The report provides segmented 10-year market forecasts for several categories of agricultural robots and drones. Here are some of the highlights.
Autonomous tractors: Tractor guidance and autosteer technologies are also going mainstream thanks to improvements and cost reductions in RTK GPS technology. More than 300,000 tractors equipped with autosteer or tractor guidance will be sold in 2016, rising to more than 660,000 units per year by 2026. Unmanned autonomous tractors have also been technologically demonstrated with large-scale market introduction largely delayed not by technical issues but by regulation, high sensor costs, and the lack of farmers’ trust.
Agricultural drones: Unmanned remote-controlled helicopters have been spraying rice fields in Japan since the early 1990s. Autonomous drones have also been providing detailed aerial maps of farms, enabling farmers to take data-driven site-specific action.
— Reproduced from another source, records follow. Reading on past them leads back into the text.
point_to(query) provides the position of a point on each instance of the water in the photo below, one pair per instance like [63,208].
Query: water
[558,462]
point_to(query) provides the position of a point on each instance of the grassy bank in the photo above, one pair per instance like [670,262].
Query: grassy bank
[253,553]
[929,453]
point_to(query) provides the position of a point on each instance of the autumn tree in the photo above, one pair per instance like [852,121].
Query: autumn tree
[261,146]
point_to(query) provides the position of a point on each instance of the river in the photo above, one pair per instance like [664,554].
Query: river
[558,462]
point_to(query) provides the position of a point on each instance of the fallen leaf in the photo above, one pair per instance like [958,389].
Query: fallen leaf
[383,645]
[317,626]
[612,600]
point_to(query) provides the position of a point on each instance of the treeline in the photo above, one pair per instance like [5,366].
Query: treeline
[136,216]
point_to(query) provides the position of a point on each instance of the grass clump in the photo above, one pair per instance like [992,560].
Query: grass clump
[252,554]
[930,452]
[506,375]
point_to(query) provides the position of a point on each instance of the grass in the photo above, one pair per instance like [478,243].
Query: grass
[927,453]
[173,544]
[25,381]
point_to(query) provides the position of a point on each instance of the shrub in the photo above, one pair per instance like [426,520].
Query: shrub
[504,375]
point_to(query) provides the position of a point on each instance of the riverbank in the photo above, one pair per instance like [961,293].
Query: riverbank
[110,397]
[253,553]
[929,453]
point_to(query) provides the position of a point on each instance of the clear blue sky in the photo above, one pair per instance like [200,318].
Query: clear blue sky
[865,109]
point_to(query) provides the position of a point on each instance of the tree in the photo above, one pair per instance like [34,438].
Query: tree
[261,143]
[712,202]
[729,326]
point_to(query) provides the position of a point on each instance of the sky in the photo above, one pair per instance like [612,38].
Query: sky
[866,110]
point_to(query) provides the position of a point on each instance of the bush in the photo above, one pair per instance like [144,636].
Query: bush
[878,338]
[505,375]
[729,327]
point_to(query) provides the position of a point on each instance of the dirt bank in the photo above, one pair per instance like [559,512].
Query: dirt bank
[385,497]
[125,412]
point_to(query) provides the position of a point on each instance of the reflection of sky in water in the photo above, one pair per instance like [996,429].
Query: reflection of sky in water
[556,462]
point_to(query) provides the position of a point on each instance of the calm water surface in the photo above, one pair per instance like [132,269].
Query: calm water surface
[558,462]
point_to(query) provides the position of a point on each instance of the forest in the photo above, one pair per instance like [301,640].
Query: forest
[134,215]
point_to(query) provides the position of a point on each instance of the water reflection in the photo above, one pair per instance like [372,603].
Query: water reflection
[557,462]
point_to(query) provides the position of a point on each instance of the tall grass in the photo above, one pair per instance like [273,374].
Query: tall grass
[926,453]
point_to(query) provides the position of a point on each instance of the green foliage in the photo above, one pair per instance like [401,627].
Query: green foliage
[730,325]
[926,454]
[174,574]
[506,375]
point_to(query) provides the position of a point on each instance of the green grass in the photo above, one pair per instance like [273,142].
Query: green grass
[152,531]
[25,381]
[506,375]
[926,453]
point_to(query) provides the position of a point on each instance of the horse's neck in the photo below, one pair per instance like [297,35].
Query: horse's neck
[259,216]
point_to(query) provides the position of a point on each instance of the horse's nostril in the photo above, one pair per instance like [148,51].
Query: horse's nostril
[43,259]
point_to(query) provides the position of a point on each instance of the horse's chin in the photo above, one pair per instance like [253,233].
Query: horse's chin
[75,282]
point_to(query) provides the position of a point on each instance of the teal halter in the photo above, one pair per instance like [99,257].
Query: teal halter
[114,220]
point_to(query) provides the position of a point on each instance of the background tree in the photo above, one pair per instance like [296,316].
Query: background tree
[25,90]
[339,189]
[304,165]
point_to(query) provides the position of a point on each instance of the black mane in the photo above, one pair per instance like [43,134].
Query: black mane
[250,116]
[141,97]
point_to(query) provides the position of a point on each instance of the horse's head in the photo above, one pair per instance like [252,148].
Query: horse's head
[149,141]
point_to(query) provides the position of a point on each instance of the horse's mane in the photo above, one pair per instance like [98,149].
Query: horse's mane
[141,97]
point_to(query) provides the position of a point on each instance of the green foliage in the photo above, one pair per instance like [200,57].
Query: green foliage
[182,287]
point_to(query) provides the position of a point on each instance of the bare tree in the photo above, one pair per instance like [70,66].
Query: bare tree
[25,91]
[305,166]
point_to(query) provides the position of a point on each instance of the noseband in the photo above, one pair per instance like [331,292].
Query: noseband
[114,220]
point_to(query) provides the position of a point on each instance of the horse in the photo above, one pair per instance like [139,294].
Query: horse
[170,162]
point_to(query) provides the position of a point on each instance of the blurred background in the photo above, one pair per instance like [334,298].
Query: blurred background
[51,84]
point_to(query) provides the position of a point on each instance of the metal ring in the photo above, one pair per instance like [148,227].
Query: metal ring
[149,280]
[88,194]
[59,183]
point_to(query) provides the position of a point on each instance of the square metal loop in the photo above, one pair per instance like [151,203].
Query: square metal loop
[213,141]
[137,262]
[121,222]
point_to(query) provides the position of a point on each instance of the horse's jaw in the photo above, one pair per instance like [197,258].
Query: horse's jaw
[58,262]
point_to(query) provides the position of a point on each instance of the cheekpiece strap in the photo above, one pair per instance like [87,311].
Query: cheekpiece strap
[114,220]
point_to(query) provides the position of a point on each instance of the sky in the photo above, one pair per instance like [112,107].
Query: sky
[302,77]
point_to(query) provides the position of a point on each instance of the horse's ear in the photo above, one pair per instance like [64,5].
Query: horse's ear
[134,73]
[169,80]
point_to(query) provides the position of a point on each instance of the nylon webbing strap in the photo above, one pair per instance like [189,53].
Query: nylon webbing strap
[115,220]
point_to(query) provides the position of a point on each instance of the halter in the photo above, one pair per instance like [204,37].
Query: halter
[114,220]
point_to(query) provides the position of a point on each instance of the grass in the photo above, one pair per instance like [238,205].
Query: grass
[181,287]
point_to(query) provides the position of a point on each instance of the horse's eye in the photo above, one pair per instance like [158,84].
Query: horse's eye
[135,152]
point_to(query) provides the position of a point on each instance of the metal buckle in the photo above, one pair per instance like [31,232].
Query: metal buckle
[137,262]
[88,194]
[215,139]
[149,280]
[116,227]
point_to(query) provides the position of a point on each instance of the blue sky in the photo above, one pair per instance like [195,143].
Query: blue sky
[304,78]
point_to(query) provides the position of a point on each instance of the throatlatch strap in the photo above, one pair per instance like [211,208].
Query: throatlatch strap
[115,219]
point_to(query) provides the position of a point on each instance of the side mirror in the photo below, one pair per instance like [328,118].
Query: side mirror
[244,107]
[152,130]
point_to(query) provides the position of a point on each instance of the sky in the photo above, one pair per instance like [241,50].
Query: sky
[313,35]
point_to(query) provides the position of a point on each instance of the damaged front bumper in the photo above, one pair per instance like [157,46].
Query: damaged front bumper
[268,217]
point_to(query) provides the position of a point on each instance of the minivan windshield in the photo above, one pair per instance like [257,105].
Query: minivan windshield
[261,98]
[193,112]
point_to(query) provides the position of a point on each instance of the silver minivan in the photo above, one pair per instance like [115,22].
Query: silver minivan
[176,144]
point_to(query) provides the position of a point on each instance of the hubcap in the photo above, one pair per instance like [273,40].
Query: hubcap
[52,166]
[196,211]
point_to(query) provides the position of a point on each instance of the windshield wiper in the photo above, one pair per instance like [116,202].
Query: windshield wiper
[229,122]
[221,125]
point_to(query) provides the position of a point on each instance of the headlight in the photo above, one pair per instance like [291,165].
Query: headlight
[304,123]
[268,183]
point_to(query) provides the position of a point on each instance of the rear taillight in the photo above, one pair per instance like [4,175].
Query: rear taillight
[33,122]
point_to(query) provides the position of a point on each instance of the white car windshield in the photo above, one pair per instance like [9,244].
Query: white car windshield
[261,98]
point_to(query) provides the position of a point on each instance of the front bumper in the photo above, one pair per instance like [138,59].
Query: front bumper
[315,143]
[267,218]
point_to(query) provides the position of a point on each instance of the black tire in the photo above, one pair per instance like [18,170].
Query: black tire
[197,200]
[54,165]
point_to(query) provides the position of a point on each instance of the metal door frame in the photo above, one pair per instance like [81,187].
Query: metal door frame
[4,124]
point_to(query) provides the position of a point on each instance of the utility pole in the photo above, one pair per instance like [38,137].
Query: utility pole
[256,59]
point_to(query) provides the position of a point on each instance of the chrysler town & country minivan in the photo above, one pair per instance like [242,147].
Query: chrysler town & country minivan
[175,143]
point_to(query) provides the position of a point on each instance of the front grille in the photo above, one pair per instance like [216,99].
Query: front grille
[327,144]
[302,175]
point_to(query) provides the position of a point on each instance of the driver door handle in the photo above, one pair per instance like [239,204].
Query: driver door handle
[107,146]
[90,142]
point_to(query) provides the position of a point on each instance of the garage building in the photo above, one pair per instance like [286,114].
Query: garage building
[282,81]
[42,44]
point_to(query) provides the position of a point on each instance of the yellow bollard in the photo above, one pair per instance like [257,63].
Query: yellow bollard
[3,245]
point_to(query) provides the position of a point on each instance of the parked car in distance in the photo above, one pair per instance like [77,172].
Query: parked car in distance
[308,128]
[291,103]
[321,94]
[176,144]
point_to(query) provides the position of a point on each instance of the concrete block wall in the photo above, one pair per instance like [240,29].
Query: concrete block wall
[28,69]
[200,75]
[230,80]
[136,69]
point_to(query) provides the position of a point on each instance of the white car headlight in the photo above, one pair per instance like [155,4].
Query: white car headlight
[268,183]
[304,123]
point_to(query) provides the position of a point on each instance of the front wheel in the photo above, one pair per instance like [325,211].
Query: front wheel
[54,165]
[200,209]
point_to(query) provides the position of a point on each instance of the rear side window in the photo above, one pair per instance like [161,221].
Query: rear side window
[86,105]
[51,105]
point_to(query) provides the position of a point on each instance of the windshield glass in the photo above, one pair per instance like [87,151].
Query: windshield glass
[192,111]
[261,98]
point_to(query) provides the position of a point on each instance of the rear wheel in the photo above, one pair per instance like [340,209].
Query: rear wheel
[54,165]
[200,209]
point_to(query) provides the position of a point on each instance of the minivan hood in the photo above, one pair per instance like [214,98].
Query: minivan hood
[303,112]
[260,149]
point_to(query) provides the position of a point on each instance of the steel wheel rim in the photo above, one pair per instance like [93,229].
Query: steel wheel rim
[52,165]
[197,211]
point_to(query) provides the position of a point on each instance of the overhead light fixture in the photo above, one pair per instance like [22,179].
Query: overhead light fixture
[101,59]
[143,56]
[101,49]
This development will soon enter its boom years as regulatory barriers lower and the precision farming ecosystems finally comes together. In time, the drone hardware will become commoditized and value will shift largely to data acquisition and analytics providers. Agriculture will be a major market for drones, reaching $485 million in 2026.
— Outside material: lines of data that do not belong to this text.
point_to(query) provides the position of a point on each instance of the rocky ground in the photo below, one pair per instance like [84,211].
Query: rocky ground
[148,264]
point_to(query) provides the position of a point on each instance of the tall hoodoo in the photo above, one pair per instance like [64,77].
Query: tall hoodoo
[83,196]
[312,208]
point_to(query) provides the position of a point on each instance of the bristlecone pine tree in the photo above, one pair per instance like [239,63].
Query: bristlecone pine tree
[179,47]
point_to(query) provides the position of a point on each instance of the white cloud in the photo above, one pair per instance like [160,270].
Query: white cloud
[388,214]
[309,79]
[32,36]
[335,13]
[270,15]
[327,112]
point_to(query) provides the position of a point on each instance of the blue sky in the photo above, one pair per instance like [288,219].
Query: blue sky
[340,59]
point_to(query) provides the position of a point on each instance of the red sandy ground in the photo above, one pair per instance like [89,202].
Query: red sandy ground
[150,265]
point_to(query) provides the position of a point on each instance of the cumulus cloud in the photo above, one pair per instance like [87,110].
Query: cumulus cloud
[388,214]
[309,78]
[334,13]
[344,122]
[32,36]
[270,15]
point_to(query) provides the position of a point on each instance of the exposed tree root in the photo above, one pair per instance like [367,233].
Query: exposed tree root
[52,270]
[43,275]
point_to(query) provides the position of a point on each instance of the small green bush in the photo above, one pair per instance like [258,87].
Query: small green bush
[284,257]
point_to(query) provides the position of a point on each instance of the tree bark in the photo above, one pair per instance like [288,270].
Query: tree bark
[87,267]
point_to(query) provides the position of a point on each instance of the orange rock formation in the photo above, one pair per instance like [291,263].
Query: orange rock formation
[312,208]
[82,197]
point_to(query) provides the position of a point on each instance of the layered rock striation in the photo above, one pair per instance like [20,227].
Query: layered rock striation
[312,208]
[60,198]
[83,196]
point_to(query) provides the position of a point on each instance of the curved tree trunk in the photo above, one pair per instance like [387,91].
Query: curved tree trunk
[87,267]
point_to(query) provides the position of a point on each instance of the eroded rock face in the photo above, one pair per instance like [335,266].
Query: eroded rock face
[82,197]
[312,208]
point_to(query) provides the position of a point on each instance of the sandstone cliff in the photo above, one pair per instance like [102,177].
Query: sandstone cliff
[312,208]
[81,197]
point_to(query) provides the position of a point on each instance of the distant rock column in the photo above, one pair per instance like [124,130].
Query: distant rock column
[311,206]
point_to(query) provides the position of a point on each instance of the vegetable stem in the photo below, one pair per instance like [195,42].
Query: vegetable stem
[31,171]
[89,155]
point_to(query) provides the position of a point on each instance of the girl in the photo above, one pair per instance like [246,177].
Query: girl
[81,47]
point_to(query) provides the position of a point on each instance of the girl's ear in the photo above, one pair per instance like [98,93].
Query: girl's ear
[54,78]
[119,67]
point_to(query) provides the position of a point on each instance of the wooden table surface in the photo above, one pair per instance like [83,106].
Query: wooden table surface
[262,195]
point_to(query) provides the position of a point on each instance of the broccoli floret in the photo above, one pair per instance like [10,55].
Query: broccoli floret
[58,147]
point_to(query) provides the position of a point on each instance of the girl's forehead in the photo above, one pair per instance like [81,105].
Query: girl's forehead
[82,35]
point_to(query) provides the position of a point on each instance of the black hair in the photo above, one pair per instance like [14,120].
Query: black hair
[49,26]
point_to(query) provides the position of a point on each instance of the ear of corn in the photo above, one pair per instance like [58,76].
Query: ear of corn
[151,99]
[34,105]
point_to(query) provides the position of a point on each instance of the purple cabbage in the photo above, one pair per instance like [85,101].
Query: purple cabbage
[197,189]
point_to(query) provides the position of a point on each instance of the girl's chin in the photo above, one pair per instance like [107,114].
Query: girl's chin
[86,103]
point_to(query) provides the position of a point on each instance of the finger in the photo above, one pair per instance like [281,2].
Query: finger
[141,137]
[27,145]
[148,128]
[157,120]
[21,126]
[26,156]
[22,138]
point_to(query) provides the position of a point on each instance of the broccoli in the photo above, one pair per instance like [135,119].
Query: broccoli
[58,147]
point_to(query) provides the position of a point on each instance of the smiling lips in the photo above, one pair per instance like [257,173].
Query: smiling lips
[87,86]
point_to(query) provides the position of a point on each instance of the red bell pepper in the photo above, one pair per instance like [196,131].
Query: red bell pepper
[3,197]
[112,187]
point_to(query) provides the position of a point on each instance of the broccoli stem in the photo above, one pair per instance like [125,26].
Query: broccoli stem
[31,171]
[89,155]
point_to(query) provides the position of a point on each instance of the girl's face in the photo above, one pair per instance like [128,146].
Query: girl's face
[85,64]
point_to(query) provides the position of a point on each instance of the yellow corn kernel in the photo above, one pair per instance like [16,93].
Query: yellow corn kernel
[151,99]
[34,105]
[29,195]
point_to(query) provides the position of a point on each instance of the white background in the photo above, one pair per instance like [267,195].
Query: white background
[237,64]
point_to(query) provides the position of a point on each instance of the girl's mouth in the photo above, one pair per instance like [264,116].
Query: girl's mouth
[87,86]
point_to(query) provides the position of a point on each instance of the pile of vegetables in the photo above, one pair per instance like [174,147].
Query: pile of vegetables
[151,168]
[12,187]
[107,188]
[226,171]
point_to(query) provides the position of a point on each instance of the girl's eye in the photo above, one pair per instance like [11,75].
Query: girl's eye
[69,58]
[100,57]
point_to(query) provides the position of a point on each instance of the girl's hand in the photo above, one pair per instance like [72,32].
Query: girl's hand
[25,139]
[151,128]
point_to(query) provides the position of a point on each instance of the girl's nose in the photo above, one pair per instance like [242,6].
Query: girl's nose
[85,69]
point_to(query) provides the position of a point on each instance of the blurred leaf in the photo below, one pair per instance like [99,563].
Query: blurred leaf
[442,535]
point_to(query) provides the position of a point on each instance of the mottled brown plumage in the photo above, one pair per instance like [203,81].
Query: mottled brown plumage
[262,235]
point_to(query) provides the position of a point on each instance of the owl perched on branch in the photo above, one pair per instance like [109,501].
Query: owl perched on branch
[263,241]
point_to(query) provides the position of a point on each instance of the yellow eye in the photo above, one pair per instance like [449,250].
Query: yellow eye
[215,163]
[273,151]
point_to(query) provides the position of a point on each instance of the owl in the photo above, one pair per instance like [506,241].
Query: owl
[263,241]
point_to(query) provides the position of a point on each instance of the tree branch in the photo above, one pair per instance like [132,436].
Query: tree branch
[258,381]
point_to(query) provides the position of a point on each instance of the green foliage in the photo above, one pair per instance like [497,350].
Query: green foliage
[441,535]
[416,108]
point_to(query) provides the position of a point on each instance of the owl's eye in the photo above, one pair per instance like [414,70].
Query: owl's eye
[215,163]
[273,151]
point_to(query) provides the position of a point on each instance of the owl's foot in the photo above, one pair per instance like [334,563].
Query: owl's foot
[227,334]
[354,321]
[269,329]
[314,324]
Robotic weeding implements: Vision-enabled robotic implements have been in commercial use for some years in organic farming. These implements follow the crop rows, identify the weeds, and aid with mechanical hoeing. The next generation of these advanced robotic implements is also in its early phase of commercial deployment. It will be using large troves of data to train its algorithms using deep learning techniques. This will become a $380 million market by 2026.
Unmanned autonomous robotic weeders and data scouts: Vision-enabled and intelligence robots are increasingly reaching navigational autonomy. These small, slow, and light robots will be autonomously roaming farms, analyzing plants, and taking specific actions, such as eliminating a weed. Already, numerous companies and groups have developed and deployed a variety of weeding robots.
Most products are in prototype or semi-commercial trail phase. The first notable sales have also taken place aimed at small multi-crop vegetable farmers. This will become $300 million market by 2026.
Fresh fruit harvesting: Despite non-fresh fruit harvesting being largely mechanized, fresh fruit picking has remained mostly out of the reach of machines or robots. Progress here has been hampered by the stringent technical requirements together with the lack of CAD models and the fragmented nature of the market putting off investment. This is, however, beginning to change, albeit slowly.